Peki, ya Başbakan’ın konuşmaları mı?
TRT onu haber önemi var diye bütün kanallarından anında yayınlayacak!
Demokrasiyi ağzına pelesenk yapan AKP’nin bu yaptığını emin olun Hitler bile yapmamıştı.
Peki muhalefetin buna tepkisi mi?
İki basit demeçle geçiştirdiler, oysa onlarca milletvekili Başbakanlık ve TRT’ye gidip sansür eylemlerini yapmalıydı; ama nerede öyle muhalefet!
YÖNTEM UYUŞMAZLIĞI
Öcalan’la Kandil arasındaki temel çelişki
Kandil’e göre, AKP Öcalan’ı uyutuyor, dolayısı ile taktik ve stratejiler ona göre belirlenecek.
Kandil’in bu çıkışı PKK içinde bir çatlak mıdır, emin değilim ama söyliyeceğim İmralı ile Kandil arasında metot uyuşmazlığının zuhur ettiğidir.
Kandil, Öcalan’ın AKP baskısı ile PKK’yı terhis etmek istediğini düşünüyor ve buna karşı çıkıyor, zira böyle bir durumda Kürt hareketinin pazarlık gücünün düşeceğini söylüyor.

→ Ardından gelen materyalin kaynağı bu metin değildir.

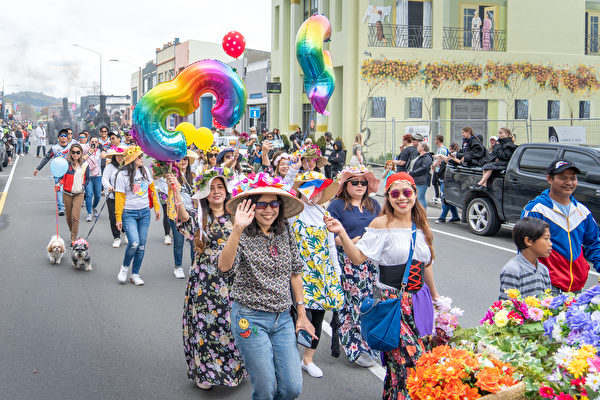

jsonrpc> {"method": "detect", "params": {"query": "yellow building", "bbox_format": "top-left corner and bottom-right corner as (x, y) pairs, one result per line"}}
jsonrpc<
(270, 0), (600, 162)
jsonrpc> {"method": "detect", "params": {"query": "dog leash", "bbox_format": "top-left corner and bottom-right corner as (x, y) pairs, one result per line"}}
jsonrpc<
(55, 190), (59, 237)
(84, 197), (108, 241)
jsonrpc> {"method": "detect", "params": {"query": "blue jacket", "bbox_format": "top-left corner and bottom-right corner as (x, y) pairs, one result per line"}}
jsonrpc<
(522, 189), (600, 292)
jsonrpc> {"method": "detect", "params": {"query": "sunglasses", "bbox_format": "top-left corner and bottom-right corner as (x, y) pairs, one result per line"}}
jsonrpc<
(59, 134), (67, 138)
(207, 153), (217, 158)
(255, 200), (280, 210)
(389, 188), (414, 199)
(78, 136), (86, 139)
(71, 150), (81, 155)
(349, 180), (368, 187)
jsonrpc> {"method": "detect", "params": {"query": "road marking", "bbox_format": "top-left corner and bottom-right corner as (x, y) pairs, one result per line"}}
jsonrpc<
(0, 155), (20, 216)
(431, 227), (600, 277)
(321, 320), (386, 381)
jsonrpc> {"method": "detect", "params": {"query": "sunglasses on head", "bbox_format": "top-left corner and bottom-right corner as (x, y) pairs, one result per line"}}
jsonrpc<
(349, 180), (368, 187)
(389, 188), (414, 199)
(71, 150), (81, 155)
(255, 200), (280, 210)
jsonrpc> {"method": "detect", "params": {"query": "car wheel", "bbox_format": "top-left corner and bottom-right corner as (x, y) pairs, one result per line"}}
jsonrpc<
(466, 197), (501, 236)
(2, 155), (7, 167)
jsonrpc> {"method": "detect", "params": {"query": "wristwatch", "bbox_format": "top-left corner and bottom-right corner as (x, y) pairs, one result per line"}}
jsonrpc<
(294, 300), (305, 307)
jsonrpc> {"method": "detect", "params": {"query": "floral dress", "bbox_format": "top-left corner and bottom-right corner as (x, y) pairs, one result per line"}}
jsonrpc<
(177, 211), (246, 387)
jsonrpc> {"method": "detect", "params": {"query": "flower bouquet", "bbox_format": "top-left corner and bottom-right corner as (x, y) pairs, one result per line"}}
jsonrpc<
(433, 296), (464, 345)
(237, 131), (250, 144)
(150, 160), (180, 179)
(479, 289), (548, 336)
(407, 345), (522, 400)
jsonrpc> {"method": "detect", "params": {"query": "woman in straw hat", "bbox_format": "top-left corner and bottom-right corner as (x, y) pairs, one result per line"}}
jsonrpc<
(166, 150), (199, 279)
(290, 171), (343, 378)
(167, 166), (247, 390)
(325, 172), (439, 400)
(294, 144), (328, 173)
(326, 164), (381, 366)
(114, 146), (160, 286)
(102, 145), (127, 247)
(218, 173), (316, 399)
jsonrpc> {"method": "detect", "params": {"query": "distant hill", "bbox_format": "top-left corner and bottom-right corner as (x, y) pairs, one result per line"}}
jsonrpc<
(3, 91), (60, 109)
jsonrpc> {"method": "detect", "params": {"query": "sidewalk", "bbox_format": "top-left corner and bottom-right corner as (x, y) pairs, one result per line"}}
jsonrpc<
(368, 165), (442, 209)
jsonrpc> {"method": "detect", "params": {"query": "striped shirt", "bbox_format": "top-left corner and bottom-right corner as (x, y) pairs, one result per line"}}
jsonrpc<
(499, 253), (552, 300)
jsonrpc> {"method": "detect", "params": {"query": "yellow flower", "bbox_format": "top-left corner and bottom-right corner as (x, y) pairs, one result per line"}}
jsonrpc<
(575, 345), (596, 361)
(567, 358), (588, 378)
(506, 289), (520, 299)
(494, 309), (509, 327)
(524, 296), (540, 307)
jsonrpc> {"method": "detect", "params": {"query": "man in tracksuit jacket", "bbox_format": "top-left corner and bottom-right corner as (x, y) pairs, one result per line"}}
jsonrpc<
(522, 159), (600, 293)
(33, 128), (73, 215)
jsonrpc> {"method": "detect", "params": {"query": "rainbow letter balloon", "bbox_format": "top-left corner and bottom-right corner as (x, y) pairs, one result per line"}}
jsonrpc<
(132, 59), (247, 161)
(295, 14), (335, 116)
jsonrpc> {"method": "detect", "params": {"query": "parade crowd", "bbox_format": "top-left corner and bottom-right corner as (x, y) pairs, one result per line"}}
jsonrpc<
(19, 122), (600, 400)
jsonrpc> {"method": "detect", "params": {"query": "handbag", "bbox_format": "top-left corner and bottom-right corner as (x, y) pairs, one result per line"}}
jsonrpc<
(359, 224), (417, 352)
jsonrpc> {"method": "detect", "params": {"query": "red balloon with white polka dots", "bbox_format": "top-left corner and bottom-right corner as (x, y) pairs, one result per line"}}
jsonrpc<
(222, 31), (246, 59)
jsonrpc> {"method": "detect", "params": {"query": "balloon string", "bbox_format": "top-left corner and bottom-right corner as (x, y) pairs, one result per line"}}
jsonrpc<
(302, 105), (316, 143)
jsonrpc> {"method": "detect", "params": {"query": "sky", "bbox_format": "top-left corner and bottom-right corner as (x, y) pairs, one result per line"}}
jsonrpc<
(0, 0), (271, 101)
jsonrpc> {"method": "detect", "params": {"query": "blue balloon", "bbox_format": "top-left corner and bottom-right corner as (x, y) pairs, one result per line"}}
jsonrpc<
(50, 157), (68, 178)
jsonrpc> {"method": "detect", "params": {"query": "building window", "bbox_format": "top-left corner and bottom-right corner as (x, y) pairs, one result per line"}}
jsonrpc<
(274, 5), (280, 49)
(304, 0), (319, 20)
(409, 98), (422, 118)
(335, 0), (342, 31)
(579, 101), (591, 119)
(515, 100), (529, 119)
(547, 100), (560, 119)
(370, 97), (386, 118)
(158, 73), (163, 83)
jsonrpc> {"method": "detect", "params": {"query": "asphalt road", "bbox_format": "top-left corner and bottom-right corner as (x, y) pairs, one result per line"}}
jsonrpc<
(1, 155), (598, 400)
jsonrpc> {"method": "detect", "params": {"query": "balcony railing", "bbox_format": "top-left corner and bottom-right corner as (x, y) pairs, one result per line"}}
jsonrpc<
(443, 27), (506, 51)
(585, 34), (600, 55)
(367, 23), (432, 48)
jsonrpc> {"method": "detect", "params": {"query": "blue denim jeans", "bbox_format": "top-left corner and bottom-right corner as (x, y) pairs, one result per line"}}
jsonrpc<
(122, 208), (151, 274)
(439, 181), (459, 220)
(168, 219), (194, 267)
(231, 301), (302, 400)
(85, 176), (102, 214)
(54, 176), (64, 211)
(16, 138), (23, 154)
(416, 184), (428, 209)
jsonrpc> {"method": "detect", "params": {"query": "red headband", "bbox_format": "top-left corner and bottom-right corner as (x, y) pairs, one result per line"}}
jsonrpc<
(385, 172), (415, 191)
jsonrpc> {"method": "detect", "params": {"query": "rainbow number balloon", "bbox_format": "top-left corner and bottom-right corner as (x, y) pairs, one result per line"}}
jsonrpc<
(132, 59), (247, 161)
(295, 14), (335, 116)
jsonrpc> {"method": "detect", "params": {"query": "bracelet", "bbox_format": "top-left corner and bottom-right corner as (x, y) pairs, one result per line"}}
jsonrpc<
(294, 300), (305, 306)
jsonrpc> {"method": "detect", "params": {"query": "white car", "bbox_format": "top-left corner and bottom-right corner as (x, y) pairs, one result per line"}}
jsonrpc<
(215, 136), (248, 156)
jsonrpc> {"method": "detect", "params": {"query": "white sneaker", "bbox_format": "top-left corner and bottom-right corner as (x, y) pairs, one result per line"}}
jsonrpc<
(117, 266), (128, 283)
(355, 353), (375, 368)
(93, 208), (99, 217)
(301, 361), (323, 378)
(164, 235), (172, 245)
(112, 238), (121, 248)
(122, 234), (128, 244)
(130, 274), (144, 286)
(174, 267), (185, 279)
(86, 214), (92, 222)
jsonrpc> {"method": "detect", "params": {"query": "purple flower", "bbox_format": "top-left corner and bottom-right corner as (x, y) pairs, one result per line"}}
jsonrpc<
(480, 309), (495, 325)
(543, 317), (556, 338)
(550, 294), (568, 309)
(566, 307), (592, 332)
(576, 285), (600, 306)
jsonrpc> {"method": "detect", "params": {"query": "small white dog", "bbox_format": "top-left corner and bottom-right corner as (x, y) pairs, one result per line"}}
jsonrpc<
(47, 235), (66, 264)
(71, 238), (92, 271)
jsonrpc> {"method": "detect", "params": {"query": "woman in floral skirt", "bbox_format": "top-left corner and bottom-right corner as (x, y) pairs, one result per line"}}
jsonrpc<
(167, 167), (246, 390)
(326, 172), (439, 399)
(327, 165), (381, 366)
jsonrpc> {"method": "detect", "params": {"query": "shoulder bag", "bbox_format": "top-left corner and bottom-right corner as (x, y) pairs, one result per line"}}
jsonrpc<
(359, 224), (417, 352)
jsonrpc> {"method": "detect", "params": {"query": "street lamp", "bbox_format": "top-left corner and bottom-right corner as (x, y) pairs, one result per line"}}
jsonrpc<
(109, 59), (143, 103)
(73, 44), (102, 96)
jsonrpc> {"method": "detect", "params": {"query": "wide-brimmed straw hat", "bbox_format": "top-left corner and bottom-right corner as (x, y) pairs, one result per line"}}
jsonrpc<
(185, 149), (199, 161)
(123, 146), (144, 166)
(335, 164), (381, 196)
(294, 144), (328, 168)
(226, 173), (304, 219)
(192, 167), (234, 200)
(293, 171), (339, 205)
(105, 145), (127, 158)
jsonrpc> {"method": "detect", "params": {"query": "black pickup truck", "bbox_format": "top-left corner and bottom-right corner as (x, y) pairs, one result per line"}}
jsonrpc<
(444, 143), (600, 236)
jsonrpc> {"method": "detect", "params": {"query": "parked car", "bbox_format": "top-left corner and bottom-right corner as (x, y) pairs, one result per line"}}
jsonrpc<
(0, 142), (6, 171)
(444, 143), (600, 236)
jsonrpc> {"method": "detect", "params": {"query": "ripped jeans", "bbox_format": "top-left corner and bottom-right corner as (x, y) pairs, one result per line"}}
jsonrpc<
(121, 208), (151, 274)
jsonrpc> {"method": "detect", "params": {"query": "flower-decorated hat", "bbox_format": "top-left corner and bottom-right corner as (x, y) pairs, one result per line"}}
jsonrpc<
(226, 173), (304, 218)
(293, 171), (339, 205)
(206, 145), (220, 155)
(123, 146), (144, 166)
(335, 164), (381, 196)
(105, 144), (127, 158)
(293, 144), (328, 168)
(192, 167), (234, 200)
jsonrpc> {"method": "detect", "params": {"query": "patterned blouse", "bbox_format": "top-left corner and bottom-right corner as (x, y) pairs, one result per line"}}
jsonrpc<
(232, 223), (303, 313)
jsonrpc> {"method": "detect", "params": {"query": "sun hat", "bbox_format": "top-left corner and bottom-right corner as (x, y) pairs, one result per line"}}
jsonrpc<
(273, 152), (291, 168)
(105, 144), (127, 158)
(216, 147), (235, 164)
(185, 149), (199, 161)
(192, 166), (234, 200)
(226, 173), (304, 219)
(335, 164), (381, 196)
(385, 172), (416, 191)
(293, 171), (339, 205)
(294, 144), (328, 168)
(123, 146), (144, 166)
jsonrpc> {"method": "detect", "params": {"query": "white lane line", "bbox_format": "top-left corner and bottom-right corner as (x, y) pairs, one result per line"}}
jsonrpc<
(321, 320), (386, 381)
(431, 227), (600, 277)
(0, 155), (20, 216)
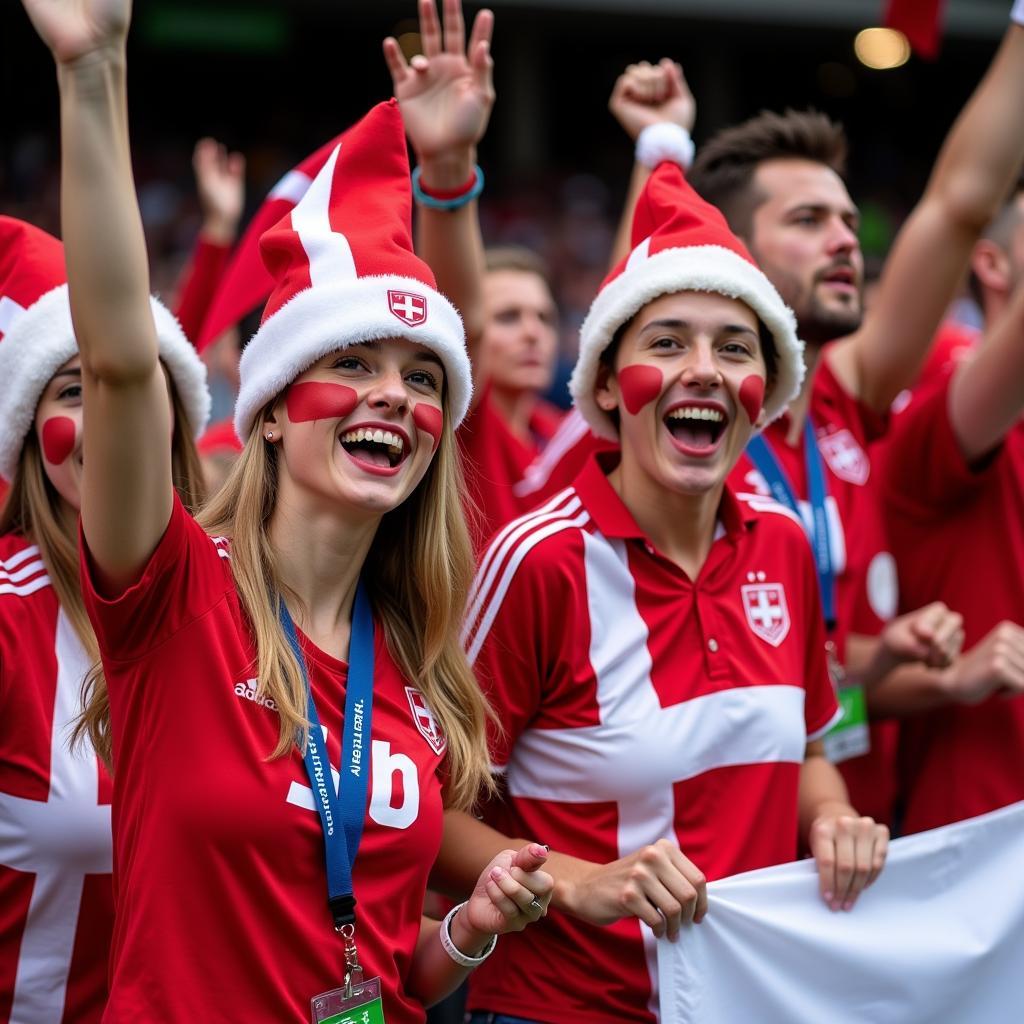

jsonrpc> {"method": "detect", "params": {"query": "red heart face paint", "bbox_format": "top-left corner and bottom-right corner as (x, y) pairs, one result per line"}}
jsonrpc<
(285, 382), (359, 423)
(738, 375), (766, 424)
(618, 365), (665, 415)
(41, 416), (77, 465)
(412, 404), (443, 450)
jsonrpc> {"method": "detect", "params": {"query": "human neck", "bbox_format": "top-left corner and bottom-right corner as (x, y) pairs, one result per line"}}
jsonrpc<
(783, 339), (821, 445)
(608, 458), (723, 581)
(267, 488), (380, 661)
(489, 383), (538, 441)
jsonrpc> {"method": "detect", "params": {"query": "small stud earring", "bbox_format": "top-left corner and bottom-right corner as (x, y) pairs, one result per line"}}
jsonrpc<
(265, 431), (274, 441)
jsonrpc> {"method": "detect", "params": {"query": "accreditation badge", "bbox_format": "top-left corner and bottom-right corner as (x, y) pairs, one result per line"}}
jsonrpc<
(822, 642), (870, 763)
(311, 976), (386, 1024)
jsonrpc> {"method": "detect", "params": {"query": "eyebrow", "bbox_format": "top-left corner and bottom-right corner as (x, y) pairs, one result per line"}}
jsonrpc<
(638, 319), (758, 337)
(788, 202), (860, 222)
(51, 369), (82, 379)
(350, 341), (445, 371)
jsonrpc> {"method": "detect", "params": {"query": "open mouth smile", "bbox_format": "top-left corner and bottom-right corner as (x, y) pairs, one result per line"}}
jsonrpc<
(338, 423), (411, 477)
(663, 401), (729, 457)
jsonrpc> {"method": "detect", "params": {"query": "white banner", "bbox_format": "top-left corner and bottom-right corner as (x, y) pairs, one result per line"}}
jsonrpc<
(658, 801), (1024, 1023)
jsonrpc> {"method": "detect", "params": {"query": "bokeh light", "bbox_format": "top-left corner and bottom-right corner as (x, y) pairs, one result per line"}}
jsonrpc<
(854, 27), (911, 70)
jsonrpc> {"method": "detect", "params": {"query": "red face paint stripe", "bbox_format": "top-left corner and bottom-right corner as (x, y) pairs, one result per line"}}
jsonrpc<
(412, 404), (443, 450)
(285, 382), (359, 423)
(739, 375), (766, 424)
(618, 365), (664, 415)
(41, 416), (77, 465)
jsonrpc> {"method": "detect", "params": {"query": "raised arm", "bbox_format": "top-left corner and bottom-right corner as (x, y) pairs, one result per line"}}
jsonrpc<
(384, 0), (494, 363)
(23, 0), (175, 588)
(948, 277), (1024, 461)
(607, 59), (695, 269)
(828, 18), (1024, 413)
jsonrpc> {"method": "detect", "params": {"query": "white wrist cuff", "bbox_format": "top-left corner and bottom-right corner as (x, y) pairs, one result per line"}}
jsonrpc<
(636, 122), (695, 171)
(440, 903), (497, 968)
(1013, 0), (1024, 26)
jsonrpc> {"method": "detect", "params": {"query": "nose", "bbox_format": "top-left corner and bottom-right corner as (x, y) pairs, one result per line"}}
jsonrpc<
(366, 366), (410, 414)
(827, 215), (859, 257)
(680, 339), (722, 391)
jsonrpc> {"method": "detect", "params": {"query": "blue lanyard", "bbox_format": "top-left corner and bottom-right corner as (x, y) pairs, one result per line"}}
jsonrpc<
(746, 418), (836, 629)
(278, 581), (375, 929)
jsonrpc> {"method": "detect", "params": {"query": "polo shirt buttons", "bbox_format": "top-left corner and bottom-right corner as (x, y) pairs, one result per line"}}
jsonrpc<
(707, 638), (719, 653)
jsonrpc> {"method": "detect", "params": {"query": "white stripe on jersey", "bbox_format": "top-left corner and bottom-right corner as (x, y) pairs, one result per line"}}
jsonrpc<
(734, 492), (806, 529)
(0, 608), (111, 1021)
(463, 489), (578, 644)
(512, 408), (591, 499)
(1, 545), (41, 572)
(0, 558), (48, 585)
(464, 494), (590, 664)
(0, 573), (51, 599)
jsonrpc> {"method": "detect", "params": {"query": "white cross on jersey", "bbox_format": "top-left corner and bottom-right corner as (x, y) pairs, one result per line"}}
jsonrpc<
(484, 534), (808, 1021)
(749, 589), (784, 629)
(0, 609), (112, 1022)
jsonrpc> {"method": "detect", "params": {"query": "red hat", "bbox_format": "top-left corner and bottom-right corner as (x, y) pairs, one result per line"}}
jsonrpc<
(0, 216), (210, 481)
(569, 162), (803, 440)
(234, 100), (470, 440)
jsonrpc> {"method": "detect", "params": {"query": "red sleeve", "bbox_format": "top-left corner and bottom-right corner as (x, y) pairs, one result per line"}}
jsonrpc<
(799, 539), (841, 741)
(466, 530), (585, 768)
(79, 495), (234, 664)
(882, 371), (1002, 516)
(174, 235), (232, 345)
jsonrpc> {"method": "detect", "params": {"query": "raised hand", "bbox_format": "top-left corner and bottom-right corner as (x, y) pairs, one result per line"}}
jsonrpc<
(609, 58), (695, 141)
(20, 0), (131, 64)
(383, 0), (495, 167)
(193, 138), (246, 244)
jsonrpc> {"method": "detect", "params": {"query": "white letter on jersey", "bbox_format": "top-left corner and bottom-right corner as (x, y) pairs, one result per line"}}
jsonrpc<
(368, 740), (419, 830)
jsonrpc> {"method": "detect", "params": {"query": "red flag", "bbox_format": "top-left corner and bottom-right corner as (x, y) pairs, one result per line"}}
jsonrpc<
(196, 131), (347, 351)
(884, 0), (947, 60)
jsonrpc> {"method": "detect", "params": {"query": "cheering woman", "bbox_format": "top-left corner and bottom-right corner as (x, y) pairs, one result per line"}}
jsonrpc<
(20, 0), (551, 1021)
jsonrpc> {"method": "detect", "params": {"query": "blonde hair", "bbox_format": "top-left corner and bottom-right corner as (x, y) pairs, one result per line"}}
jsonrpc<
(191, 401), (491, 811)
(3, 383), (205, 741)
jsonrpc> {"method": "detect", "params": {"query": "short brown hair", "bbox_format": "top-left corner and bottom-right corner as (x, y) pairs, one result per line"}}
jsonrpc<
(689, 110), (848, 239)
(484, 246), (551, 287)
(967, 171), (1024, 308)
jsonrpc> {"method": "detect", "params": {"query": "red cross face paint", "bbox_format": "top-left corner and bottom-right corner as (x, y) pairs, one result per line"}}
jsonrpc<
(41, 416), (77, 465)
(738, 375), (766, 424)
(285, 382), (359, 424)
(412, 404), (443, 450)
(618, 365), (665, 415)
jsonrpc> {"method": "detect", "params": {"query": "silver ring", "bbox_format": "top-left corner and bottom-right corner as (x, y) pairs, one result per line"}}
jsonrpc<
(528, 898), (543, 913)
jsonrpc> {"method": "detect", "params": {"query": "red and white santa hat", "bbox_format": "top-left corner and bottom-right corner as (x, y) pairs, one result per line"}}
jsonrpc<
(234, 99), (471, 440)
(0, 216), (210, 482)
(569, 161), (803, 440)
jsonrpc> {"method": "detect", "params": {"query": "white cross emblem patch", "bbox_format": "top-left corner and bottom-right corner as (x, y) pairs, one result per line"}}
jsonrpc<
(741, 582), (791, 647)
(405, 687), (446, 755)
(817, 428), (869, 486)
(388, 289), (428, 327)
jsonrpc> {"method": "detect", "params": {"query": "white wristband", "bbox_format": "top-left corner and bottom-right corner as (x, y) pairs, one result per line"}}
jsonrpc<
(636, 122), (695, 171)
(1013, 0), (1024, 26)
(440, 902), (497, 968)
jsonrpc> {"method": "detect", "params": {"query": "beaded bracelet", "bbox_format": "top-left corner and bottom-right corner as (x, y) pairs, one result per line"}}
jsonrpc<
(439, 902), (498, 968)
(412, 165), (485, 211)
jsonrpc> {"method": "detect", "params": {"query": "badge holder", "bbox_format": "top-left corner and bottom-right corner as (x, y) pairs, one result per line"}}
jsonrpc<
(822, 641), (870, 763)
(311, 924), (386, 1024)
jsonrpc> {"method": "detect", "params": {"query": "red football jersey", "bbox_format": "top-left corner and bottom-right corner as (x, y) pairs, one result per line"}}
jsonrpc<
(729, 355), (899, 822)
(0, 534), (113, 1024)
(881, 371), (1024, 834)
(463, 458), (839, 1024)
(458, 385), (570, 548)
(79, 499), (447, 1023)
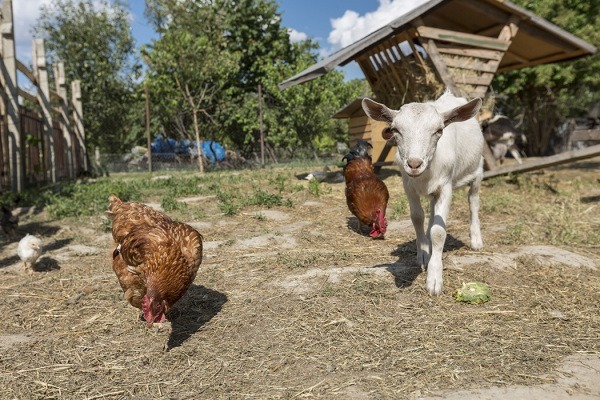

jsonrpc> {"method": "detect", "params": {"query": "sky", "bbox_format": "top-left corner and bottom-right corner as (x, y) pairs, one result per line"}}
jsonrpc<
(12, 0), (428, 85)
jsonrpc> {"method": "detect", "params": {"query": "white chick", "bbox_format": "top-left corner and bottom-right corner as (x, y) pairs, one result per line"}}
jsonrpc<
(17, 234), (43, 274)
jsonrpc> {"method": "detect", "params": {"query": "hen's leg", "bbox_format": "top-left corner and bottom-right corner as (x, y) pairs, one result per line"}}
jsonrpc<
(22, 261), (33, 275)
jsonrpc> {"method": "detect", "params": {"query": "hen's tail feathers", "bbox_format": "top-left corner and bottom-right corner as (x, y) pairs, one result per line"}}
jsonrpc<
(343, 140), (373, 163)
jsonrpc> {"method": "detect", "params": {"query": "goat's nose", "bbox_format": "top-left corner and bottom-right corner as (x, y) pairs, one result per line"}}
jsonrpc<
(407, 158), (423, 169)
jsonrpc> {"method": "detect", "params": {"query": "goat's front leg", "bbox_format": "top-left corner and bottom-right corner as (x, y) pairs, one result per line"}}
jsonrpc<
(426, 184), (452, 296)
(468, 168), (483, 250)
(405, 187), (428, 270)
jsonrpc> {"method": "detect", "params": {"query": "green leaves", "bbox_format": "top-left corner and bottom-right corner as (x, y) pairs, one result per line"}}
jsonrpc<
(34, 0), (141, 154)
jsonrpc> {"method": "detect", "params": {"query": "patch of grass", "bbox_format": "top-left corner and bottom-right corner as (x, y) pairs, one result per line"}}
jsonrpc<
(283, 198), (294, 208)
(308, 179), (321, 197)
(245, 188), (283, 208)
(46, 179), (142, 218)
(254, 212), (267, 221)
(161, 195), (187, 212)
(390, 197), (408, 220)
(218, 197), (239, 216)
(500, 223), (529, 245)
(269, 174), (288, 193)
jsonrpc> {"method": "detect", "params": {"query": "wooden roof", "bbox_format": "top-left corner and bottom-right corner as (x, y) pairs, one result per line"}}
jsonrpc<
(278, 0), (596, 90)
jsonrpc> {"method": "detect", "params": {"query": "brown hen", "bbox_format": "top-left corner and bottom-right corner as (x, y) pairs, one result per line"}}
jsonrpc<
(343, 140), (390, 238)
(107, 195), (203, 327)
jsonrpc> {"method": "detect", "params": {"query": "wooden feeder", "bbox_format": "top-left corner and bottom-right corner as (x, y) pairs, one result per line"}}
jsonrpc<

Keza Kandil ilan edilen özerkliğin hayata geçirilmesi noktasında aktif tutum alınmasını öneriyor.
Buna mukabil Öcalan’ın temel önceliği ise genel aftır.
Öcalan her şeyi affa, yani kendisinin salıverilmesine endekslemiş durumda ve aktif olarak o yönde bir tutum alıyor.
Peki ya BDP mi?
Onlar Kandil ile İmralı arasında kalmış gibi görünüyor.